No matter how excited you are about creating a new type of toothbrush, if your toothbrush doesn’t prevent gum erosion by 50% or whiten your teeth by five shades, you’re going to have a challenge selling your story and earning coverage. That doesn’t mean you can’t publicize your product. It just means that PR might not be the right vehicle.
Understanding marketing and PR—how they relate to each other, but also how they differ—will help you decide when to use media relations to get your story told, and when advertising is going to be the most effective way to get your business publicized.
Finding the Story
Knowing what is a story is integral to landing media coverage. A story is not what you tell around a boardroom table but what you go home and tell your family about. Economic business stories are often the most difficult stories to be told as a small business. To tell this story you need to be ready to open up your books and reveal your numbers. While fifty percent growth might sound impressive if in reality this only accounts for a few hundred dollars, this isn’t something media cares about.
Instead of the focusing on a business story try and find the human interest story. This will be easier to tell and will help you connect with your clients on a personal level.

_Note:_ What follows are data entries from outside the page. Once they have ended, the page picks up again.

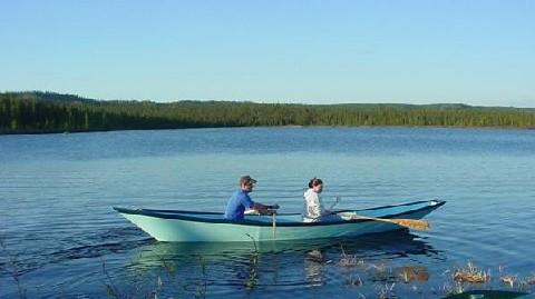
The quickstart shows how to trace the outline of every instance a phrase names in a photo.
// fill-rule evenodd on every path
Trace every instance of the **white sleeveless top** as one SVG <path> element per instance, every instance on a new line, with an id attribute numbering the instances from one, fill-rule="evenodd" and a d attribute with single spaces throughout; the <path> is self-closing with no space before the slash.
<path id="1" fill-rule="evenodd" d="M 320 195 L 314 192 L 314 190 L 310 188 L 304 192 L 303 197 L 303 222 L 320 221 L 321 216 L 325 212 L 325 210 L 323 209 L 323 203 L 321 202 Z"/>

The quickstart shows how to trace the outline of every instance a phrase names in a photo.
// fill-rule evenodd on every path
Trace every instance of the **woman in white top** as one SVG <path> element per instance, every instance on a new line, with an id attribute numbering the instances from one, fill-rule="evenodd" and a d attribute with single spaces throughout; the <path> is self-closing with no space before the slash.
<path id="1" fill-rule="evenodd" d="M 325 210 L 321 201 L 320 193 L 323 190 L 323 181 L 321 179 L 313 178 L 309 182 L 309 190 L 303 195 L 304 209 L 303 209 L 303 222 L 317 222 L 322 217 L 330 215 L 329 210 Z"/>

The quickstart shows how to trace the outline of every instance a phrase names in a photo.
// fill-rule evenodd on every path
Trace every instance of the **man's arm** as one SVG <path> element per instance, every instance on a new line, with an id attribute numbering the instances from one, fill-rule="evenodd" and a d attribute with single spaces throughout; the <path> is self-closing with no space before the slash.
<path id="1" fill-rule="evenodd" d="M 253 210 L 259 211 L 260 213 L 271 213 L 273 210 L 279 209 L 279 205 L 262 205 L 260 202 L 254 202 Z"/>

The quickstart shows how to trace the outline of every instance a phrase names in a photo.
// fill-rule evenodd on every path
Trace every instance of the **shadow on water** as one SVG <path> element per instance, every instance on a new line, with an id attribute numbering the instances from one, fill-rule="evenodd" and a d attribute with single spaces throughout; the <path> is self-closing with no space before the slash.
<path id="1" fill-rule="evenodd" d="M 359 238 L 330 238 L 296 241 L 264 241 L 264 242 L 154 242 L 140 248 L 142 253 L 137 262 L 139 267 L 150 267 L 153 261 L 163 258 L 169 260 L 191 259 L 203 257 L 206 261 L 235 259 L 249 256 L 251 252 L 262 255 L 291 255 L 312 250 L 325 252 L 341 252 L 362 257 L 405 257 L 409 255 L 436 256 L 440 251 L 434 249 L 420 237 L 408 231 L 373 233 Z"/>
<path id="2" fill-rule="evenodd" d="M 163 279 L 167 285 L 171 280 L 183 286 L 198 286 L 203 281 L 202 285 L 210 286 L 211 295 L 256 288 L 295 291 L 328 282 L 357 283 L 348 281 L 344 271 L 364 260 L 368 268 L 361 267 L 362 271 L 372 268 L 378 272 L 373 262 L 409 256 L 441 259 L 439 250 L 408 231 L 303 241 L 154 242 L 139 249 L 139 256 L 126 267 L 130 273 L 158 280 L 167 277 Z"/>

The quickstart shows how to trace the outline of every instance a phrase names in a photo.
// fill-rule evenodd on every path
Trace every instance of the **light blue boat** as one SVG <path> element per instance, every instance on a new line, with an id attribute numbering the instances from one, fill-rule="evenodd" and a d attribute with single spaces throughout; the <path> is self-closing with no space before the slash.
<path id="1" fill-rule="evenodd" d="M 376 220 L 348 218 L 348 215 L 385 219 L 420 219 L 446 203 L 440 200 L 415 201 L 361 210 L 338 211 L 342 217 L 305 223 L 299 213 L 276 216 L 246 215 L 240 222 L 223 219 L 220 212 L 114 208 L 126 219 L 158 241 L 243 242 L 308 240 L 357 237 L 403 229 Z"/>

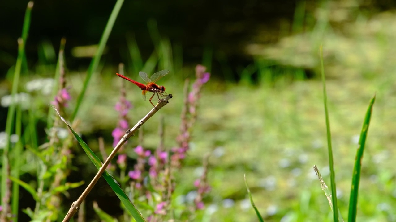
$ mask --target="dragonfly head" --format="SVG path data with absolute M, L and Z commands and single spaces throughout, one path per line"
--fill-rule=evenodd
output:
M 160 86 L 160 89 L 161 90 L 162 92 L 165 91 L 165 87 L 164 86 Z

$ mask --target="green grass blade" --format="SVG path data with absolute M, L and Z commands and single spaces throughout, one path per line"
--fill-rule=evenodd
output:
M 353 168 L 353 174 L 352 177 L 352 185 L 350 189 L 350 197 L 349 198 L 349 210 L 348 216 L 348 221 L 354 222 L 356 221 L 357 206 L 358 204 L 358 194 L 359 192 L 359 184 L 360 180 L 360 173 L 362 170 L 362 159 L 363 158 L 364 151 L 364 145 L 366 143 L 367 132 L 371 120 L 371 113 L 373 112 L 373 106 L 375 101 L 375 95 L 370 101 L 370 104 L 366 112 L 363 126 L 360 132 L 360 137 L 359 140 L 359 149 L 356 153 L 355 158 L 355 166 Z
M 15 118 L 15 134 L 18 135 L 19 139 L 15 145 L 15 147 L 13 149 L 13 155 L 14 157 L 12 171 L 11 174 L 12 176 L 17 179 L 19 179 L 19 171 L 21 170 L 22 158 L 22 148 L 23 145 L 22 143 L 22 110 L 20 106 L 17 107 L 17 115 Z M 12 214 L 15 215 L 13 218 L 15 221 L 18 221 L 18 207 L 19 205 L 19 185 L 17 183 L 13 183 L 12 184 L 12 194 L 11 195 L 11 211 Z
M 257 207 L 256 207 L 256 205 L 254 204 L 254 202 L 253 202 L 253 198 L 251 197 L 250 190 L 249 190 L 249 186 L 248 186 L 248 181 L 246 181 L 246 174 L 244 175 L 244 177 L 245 179 L 245 185 L 246 186 L 246 190 L 248 190 L 248 194 L 249 195 L 249 198 L 250 199 L 250 203 L 251 204 L 251 206 L 253 207 L 253 208 L 254 209 L 254 211 L 256 212 L 256 214 L 257 215 L 257 218 L 259 218 L 259 221 L 261 222 L 264 222 L 264 220 L 263 218 L 263 217 L 261 216 L 261 215 L 260 214 L 260 212 L 259 212 L 259 210 L 257 209 Z
M 0 199 L 2 205 L 5 207 L 5 203 L 4 202 L 4 196 L 7 191 L 7 178 L 8 177 L 6 166 L 8 163 L 8 151 L 10 149 L 10 135 L 11 135 L 14 120 L 14 115 L 15 113 L 16 107 L 15 103 L 14 102 L 15 100 L 15 95 L 17 93 L 18 89 L 18 85 L 19 81 L 19 75 L 21 74 L 21 69 L 22 67 L 22 61 L 25 55 L 25 47 L 27 39 L 27 35 L 29 32 L 29 28 L 30 27 L 30 15 L 32 8 L 33 8 L 33 2 L 29 2 L 26 9 L 25 13 L 25 20 L 23 21 L 23 26 L 22 28 L 22 38 L 18 40 L 18 57 L 17 58 L 17 63 L 15 65 L 15 70 L 14 73 L 14 79 L 13 80 L 12 89 L 11 90 L 11 95 L 13 102 L 11 103 L 8 108 L 8 112 L 7 115 L 7 121 L 6 123 L 6 132 L 8 137 L 6 139 L 6 146 L 3 151 L 3 162 L 2 170 L 1 189 L 0 190 Z
M 323 52 L 320 46 L 320 67 L 322 82 L 323 83 L 323 103 L 324 104 L 325 115 L 326 118 L 326 129 L 327 132 L 327 144 L 329 151 L 329 164 L 330 167 L 330 178 L 331 184 L 331 194 L 333 199 L 333 216 L 334 221 L 338 220 L 338 209 L 337 204 L 337 191 L 335 186 L 335 175 L 334 172 L 334 162 L 333 159 L 333 149 L 331 147 L 331 135 L 330 131 L 330 120 L 329 111 L 327 108 L 327 95 L 326 93 L 326 83 L 324 77 L 324 66 L 323 65 Z
M 36 192 L 36 190 L 34 190 L 34 188 L 33 188 L 32 186 L 30 186 L 29 184 L 19 179 L 15 178 L 15 177 L 10 176 L 8 177 L 8 178 L 12 181 L 12 182 L 18 184 L 21 186 L 25 188 L 25 190 L 26 190 L 27 191 L 29 192 L 30 194 L 32 194 L 32 196 L 33 197 L 33 199 L 34 199 L 34 200 L 36 201 L 40 201 L 40 198 L 38 197 L 38 196 L 37 195 L 37 194 Z
M 104 50 L 105 47 L 106 46 L 106 43 L 107 42 L 107 40 L 109 39 L 109 36 L 110 35 L 110 33 L 111 32 L 111 30 L 113 28 L 113 26 L 114 25 L 116 19 L 118 16 L 118 13 L 120 12 L 120 10 L 121 9 L 121 6 L 122 6 L 124 1 L 124 0 L 117 0 L 117 2 L 116 2 L 115 5 L 114 6 L 114 8 L 113 9 L 113 11 L 111 12 L 111 14 L 110 15 L 110 17 L 107 21 L 107 24 L 106 25 L 106 27 L 105 28 L 104 31 L 103 31 L 103 34 L 102 35 L 102 38 L 99 41 L 99 47 L 98 48 L 97 51 L 96 51 L 96 54 L 95 54 L 95 56 L 92 58 L 91 64 L 89 64 L 89 66 L 88 68 L 88 71 L 87 72 L 87 76 L 86 77 L 85 81 L 84 81 L 82 89 L 81 90 L 81 92 L 80 93 L 80 95 L 78 95 L 78 98 L 77 100 L 77 103 L 76 104 L 76 107 L 74 108 L 74 111 L 72 115 L 72 122 L 74 120 L 74 118 L 76 118 L 76 116 L 77 115 L 77 113 L 78 112 L 80 106 L 82 102 L 82 99 L 84 98 L 84 95 L 85 94 L 85 92 L 88 87 L 88 85 L 89 83 L 89 81 L 91 80 L 91 77 L 92 77 L 92 74 L 96 71 L 96 70 L 99 65 L 99 62 L 100 61 L 100 58 L 102 56 L 102 54 L 103 54 L 103 50 Z
M 333 201 L 331 201 L 331 191 L 329 190 L 329 188 L 327 187 L 327 185 L 326 185 L 326 183 L 324 182 L 324 181 L 323 180 L 323 179 L 322 177 L 322 175 L 320 174 L 320 172 L 319 171 L 319 170 L 318 169 L 318 167 L 316 165 L 314 165 L 314 170 L 316 173 L 316 175 L 318 175 L 319 181 L 320 182 L 320 185 L 322 186 L 322 190 L 324 192 L 324 194 L 326 195 L 327 200 L 329 201 L 329 204 L 330 205 L 330 207 L 331 209 L 331 210 L 333 211 Z M 341 212 L 340 211 L 340 209 L 337 208 L 337 211 L 338 212 L 338 216 L 339 217 L 338 218 L 338 221 L 343 222 L 344 218 L 343 218 L 343 216 L 341 215 Z
M 53 108 L 56 110 L 55 107 Z M 73 135 L 74 135 L 74 137 L 77 139 L 77 141 L 78 141 L 80 145 L 81 145 L 81 147 L 82 147 L 87 155 L 91 159 L 91 161 L 93 163 L 95 167 L 99 169 L 102 166 L 102 162 L 101 162 L 100 160 L 98 158 L 95 153 L 87 145 L 87 144 L 84 142 L 84 141 L 81 139 L 81 137 L 78 135 L 78 134 L 74 131 L 71 126 L 67 123 L 66 120 L 60 115 L 59 116 L 62 120 L 66 124 L 69 129 L 72 132 Z M 136 209 L 135 206 L 131 202 L 131 201 L 129 199 L 129 198 L 128 198 L 128 196 L 127 196 L 125 192 L 124 192 L 124 191 L 121 188 L 118 183 L 116 182 L 114 177 L 111 175 L 109 171 L 106 169 L 102 175 L 104 177 L 105 179 L 106 180 L 106 181 L 107 182 L 107 183 L 110 185 L 110 187 L 114 191 L 114 192 L 116 193 L 117 196 L 120 198 L 120 200 L 122 202 L 122 203 L 125 206 L 126 209 L 128 210 L 128 211 L 132 215 L 135 219 L 136 220 L 136 221 L 138 222 L 145 221 L 141 214 L 140 214 L 140 213 L 139 213 L 137 209 Z

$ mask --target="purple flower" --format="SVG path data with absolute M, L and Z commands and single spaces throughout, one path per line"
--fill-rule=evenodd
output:
M 166 162 L 166 160 L 168 158 L 168 153 L 165 151 L 160 152 L 158 154 L 158 157 L 159 158 L 160 160 L 164 162 Z
M 198 203 L 197 203 L 196 204 L 196 205 L 197 209 L 198 209 L 198 210 L 203 209 L 205 207 L 205 204 L 204 203 L 204 202 L 202 201 L 200 201 Z
M 156 210 L 154 213 L 157 214 L 165 214 L 166 213 L 164 207 L 166 205 L 166 202 L 163 201 L 157 205 Z
M 141 145 L 139 145 L 133 150 L 139 156 L 144 156 L 144 151 L 143 150 L 143 147 Z
M 210 78 L 210 73 L 208 72 L 206 72 L 204 73 L 202 77 L 201 78 L 200 80 L 201 81 L 201 83 L 203 84 L 209 81 Z
M 150 169 L 148 171 L 148 175 L 151 177 L 156 177 L 158 175 L 155 169 Z
M 157 159 L 154 156 L 150 156 L 148 158 L 148 165 L 153 166 L 157 163 Z
M 194 94 L 192 92 L 188 93 L 188 102 L 190 103 L 193 103 L 195 102 L 195 97 L 194 96 Z
M 134 180 L 137 180 L 140 178 L 140 175 L 141 175 L 142 172 L 140 170 L 138 170 L 137 169 L 135 169 L 135 170 L 129 171 L 128 173 L 128 175 L 129 176 L 129 177 L 131 177 L 132 179 Z M 137 184 L 136 184 L 137 185 Z

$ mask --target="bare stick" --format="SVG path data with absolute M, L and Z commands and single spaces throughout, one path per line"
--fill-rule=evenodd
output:
M 95 186 L 95 184 L 96 182 L 99 180 L 99 178 L 102 176 L 103 173 L 106 170 L 106 168 L 107 168 L 107 166 L 109 166 L 109 164 L 112 160 L 113 158 L 116 156 L 116 154 L 117 154 L 117 152 L 120 150 L 120 148 L 122 145 L 125 143 L 126 142 L 131 136 L 134 135 L 134 134 L 136 132 L 141 126 L 142 126 L 151 117 L 154 115 L 158 111 L 163 107 L 164 105 L 166 105 L 166 103 L 168 103 L 168 100 L 172 98 L 172 94 L 169 94 L 168 95 L 168 96 L 164 99 L 160 100 L 158 101 L 158 103 L 157 104 L 154 108 L 152 108 L 147 115 L 146 116 L 143 117 L 143 119 L 140 120 L 140 121 L 137 122 L 137 123 L 130 130 L 128 130 L 127 132 L 125 133 L 125 135 L 122 137 L 121 139 L 118 142 L 118 143 L 116 146 L 116 147 L 112 151 L 111 153 L 110 154 L 110 155 L 109 156 L 107 159 L 105 161 L 105 163 L 103 164 L 102 167 L 100 167 L 99 169 L 99 171 L 98 171 L 95 177 L 93 177 L 92 181 L 89 183 L 89 185 L 86 188 L 85 190 L 82 192 L 81 194 L 81 196 L 78 198 L 78 199 L 77 200 L 73 202 L 71 206 L 70 207 L 70 209 L 69 209 L 69 212 L 67 212 L 67 214 L 66 214 L 66 216 L 63 219 L 63 222 L 66 222 L 69 221 L 73 215 L 77 212 L 77 211 L 78 210 L 78 209 L 80 208 L 80 205 L 81 205 L 81 203 L 82 201 L 84 200 L 85 198 L 87 197 L 88 194 L 89 193 L 91 192 L 91 190 L 92 189 L 93 186 Z

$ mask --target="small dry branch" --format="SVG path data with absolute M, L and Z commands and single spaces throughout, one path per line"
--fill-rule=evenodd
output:
M 143 117 L 143 119 L 138 122 L 136 125 L 131 129 L 127 131 L 125 133 L 125 135 L 122 137 L 120 142 L 118 142 L 118 144 L 116 146 L 113 151 L 112 151 L 111 153 L 110 154 L 110 156 L 109 156 L 107 159 L 105 161 L 105 163 L 103 164 L 102 167 L 100 167 L 99 171 L 98 171 L 96 175 L 95 175 L 92 181 L 89 183 L 89 185 L 87 187 L 85 190 L 84 190 L 84 192 L 82 192 L 81 196 L 78 198 L 78 199 L 74 202 L 73 202 L 73 203 L 72 204 L 72 205 L 70 207 L 69 212 L 67 212 L 67 214 L 66 214 L 66 216 L 63 219 L 63 222 L 69 221 L 74 214 L 78 210 L 81 203 L 85 199 L 85 198 L 87 197 L 88 194 L 91 192 L 91 190 L 92 189 L 96 182 L 99 180 L 99 178 L 100 178 L 102 175 L 103 174 L 103 173 L 104 173 L 105 171 L 106 170 L 106 169 L 107 167 L 107 166 L 109 166 L 110 162 L 111 162 L 111 160 L 115 156 L 117 152 L 120 150 L 122 145 L 128 140 L 129 137 L 133 136 L 136 131 L 144 124 L 148 119 L 154 115 L 160 109 L 166 105 L 168 102 L 168 101 L 171 98 L 172 98 L 172 94 L 169 94 L 166 98 L 160 100 L 155 107 L 153 108 L 152 109 L 147 113 L 145 117 Z

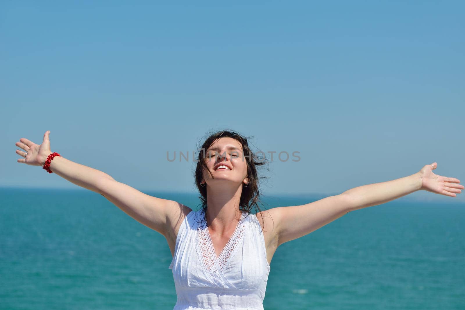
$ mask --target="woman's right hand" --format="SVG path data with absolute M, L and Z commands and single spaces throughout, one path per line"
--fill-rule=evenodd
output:
M 20 142 L 17 142 L 15 145 L 21 148 L 26 152 L 17 149 L 16 154 L 26 158 L 20 158 L 18 160 L 18 162 L 24 162 L 32 166 L 41 166 L 48 155 L 52 154 L 50 151 L 50 140 L 48 137 L 50 134 L 50 130 L 46 132 L 44 134 L 44 140 L 40 145 L 36 144 L 26 138 L 20 139 Z M 25 155 L 26 156 L 25 156 Z

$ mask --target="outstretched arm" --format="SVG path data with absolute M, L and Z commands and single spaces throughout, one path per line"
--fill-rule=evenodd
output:
M 408 176 L 387 182 L 376 183 L 352 188 L 343 194 L 347 196 L 348 211 L 381 205 L 413 192 L 425 190 L 445 196 L 456 197 L 464 189 L 455 178 L 441 176 L 432 170 L 438 163 L 425 165 L 419 171 Z
M 25 152 L 16 150 L 16 154 L 23 157 L 18 162 L 41 166 L 52 153 L 49 135 L 50 131 L 47 130 L 40 145 L 25 138 L 20 139 L 16 145 Z M 167 221 L 175 218 L 179 213 L 176 211 L 183 206 L 173 200 L 147 195 L 118 182 L 103 171 L 61 156 L 53 158 L 49 168 L 70 182 L 100 194 L 136 220 L 165 236 L 168 231 Z
M 382 204 L 418 190 L 456 197 L 465 187 L 457 179 L 433 173 L 437 166 L 436 162 L 426 165 L 408 176 L 359 186 L 305 205 L 271 209 L 278 245 L 308 234 L 350 211 Z

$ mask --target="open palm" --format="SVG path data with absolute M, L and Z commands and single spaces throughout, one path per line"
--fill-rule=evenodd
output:
M 49 138 L 50 131 L 44 134 L 44 140 L 41 144 L 36 144 L 26 138 L 21 138 L 15 145 L 21 148 L 26 152 L 16 150 L 16 154 L 25 157 L 18 160 L 18 162 L 23 162 L 33 166 L 42 166 L 42 163 L 52 153 L 50 151 L 50 140 Z
M 433 168 L 434 167 L 434 168 Z M 460 181 L 455 178 L 449 178 L 435 174 L 433 170 L 438 168 L 438 163 L 433 162 L 431 165 L 426 165 L 419 171 L 423 181 L 421 189 L 445 196 L 456 197 L 456 194 L 462 192 L 461 189 L 465 189 L 459 183 Z

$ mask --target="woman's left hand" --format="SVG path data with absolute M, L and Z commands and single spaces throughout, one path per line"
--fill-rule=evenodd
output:
M 433 162 L 431 165 L 425 165 L 419 171 L 418 173 L 421 177 L 422 182 L 420 189 L 445 196 L 456 197 L 456 194 L 460 194 L 462 192 L 461 189 L 465 189 L 463 185 L 460 185 L 460 181 L 458 179 L 441 176 L 433 173 L 433 170 L 437 168 L 438 163 Z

Why do I Care, and why do I Care Right Now?
At the end of the day, successful media relations often comes down to reporters and editors asking themselves, “So what?” or “Why do I care?” and ultimately “Why does my audience care”. It’s your job to help them answer this question so that they want to cover your story.
Does your story tie into the recent census numbers that were just released? Can your spokesperson not only talk about your new chocolate product but also give tips for planning a romantic Valentine’s Day?
Connecting your story to topical issues can be key to making someone care so that they want to cover your story now.
How to Stand Out
Reporters and editors get hundreds of pitch emails a day, so the reality is that most news releases are briefly scanned over and then lost. While news releases can be effective for large corporations with name recognition, sending out releases on the wire is costly for a small business and often ineffectual.
Directly pitching a reporter or editor with your individualized story idea is targeted and doesn’t cost money. Make the reporter feel like you know their outlet and why your story is the one they should cover.
Get to Know your Local Media
If you have a new green waste reduction process there are many media outlets in the Lower Mainland that might be interested in covering your story, but honing in on the right outlet and the right reporter is key.
It could be a small business story for the Vancouver Sun about your business developing a new process, or a feature piece in the Georgia Straight focusing on your entrepreneurial green discovery. Perhaps Citytv’s Breakfast Television would like to come out and discover first hand how you are helping Vancouver stay green.
There are many outlets that may be interested, but getting to the right person and giving them a story that works for their outlet is crucial.
Know What you Need for Each Medium
If you believe your business has a great story for TV, then start thinking visually. What can a TV camera see? What can you show the reporter? What is in the background while you are being interviewed?
For print media, think about what photo opportunities are available to you. Even if a reporter is doing a piece for the business section, a great photo will get you even better placement and a more appealing story.
For radio, especially live radio, make sure you have a spokesperson that is succinct, can stay on message and think on his or her feet and be entertaining.
With online media and bloggers, more content is better. While print may only require one photo, online photo galleries on newspaper websites are increasingly popular, so be sure to provide multiple photos for this purpose. Many print outlets are also producing and/or running video content as well, so help them out by supplying this up front.
Look Beyond Traditional Media
While traditional media plays an important role, it is not the singular mechanism you can use to reach your target audience. More and more, people are connecting through new media. Bloggers and online writers have an increasingly important presence. Just like with traditional media reporters, getting to know who the bloggers are and what they are interested in covering is the key to your success.
If a blogger likes writing reviews, find out if they would be interested in trying your product or experiencing one of the services your offer. If the blogger typically writes about events, invite them to your next open house or customer appreciation event.
Just like reporters for traditional media, bloggers want to know that you know who they are and that you’ve cared enough to research what they do and what they like to cover.
Earning any story in any media may seem like a win, but in order to make it count you need to have a plan. Having your business covered when you are about to launch a new product will help highlight what’s new and exciting; but getting a story told six months before your event, or when you are transitioning your brand and your website is out of date, may not help your business.
Work to earn media stories when you are doing something new and works well with your other business plans and goals. This will both convert better, and show you and your business in the best possible light.